It was a commitment rooted in his own early experience. He was of that generation who had the ability but not the family means to go on to university, after he completed his secondary education at the Anderson Educational Institute in Lerwick. As the youngest of seven children, it was decided instead that he should start earning and so, in 1937, he began work as a telephone engineer and this remained his career until he retired in 1983.
His job took him into contact with homes and businesses the length and breadth of Shetland and proved an ideal preparation for life as a councillor: he knew the locals and they knew him. He was first elected to the then Lerwick Town Council and Zetland County Council in 1967 and was returned continuously until his retirement from the successor Shetland Islands Council in 1997. Not for him the coyness of standing as an Independent councillor, as so many of his colleagues in rural areas did and do - Mr Smith stood on the Labour ticket in every election he fought and won.
Although jovial and entertaining, nobody ever doubted the serious purpose behind his political activism and passion for justice in all its forms. His council responsibilities, which included service on the education committee of the Convention of Scottish Local Authorities, gave him ample opportunity to demonstrate the strength of his convictions.

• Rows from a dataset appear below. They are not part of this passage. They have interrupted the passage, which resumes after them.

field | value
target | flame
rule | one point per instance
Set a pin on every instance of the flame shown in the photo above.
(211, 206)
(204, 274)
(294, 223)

Bill Smith’s two careers in employment and public life were eventually to be given tangible recognition, first with the award of the British Empire Medal in 1961 for services to the community and telecommunications. The previous winter, he and a colleague had battled through deep snowdrifts and been stranded for three days to keep open vital radio links between Shetland and the outside world. Then in 1991, his “signal service to the cause of education” was acknowledged with a fellowship of the Educational Institute of Scotland - of which one of his sons, Ronnie, would become general secretary four years later.
The impact he made on his island community, and the affection in which he was held, was evidenced not only by the large turnout at his funeral but also by the Shetland flag flying at half-mast from Lerwick town hall.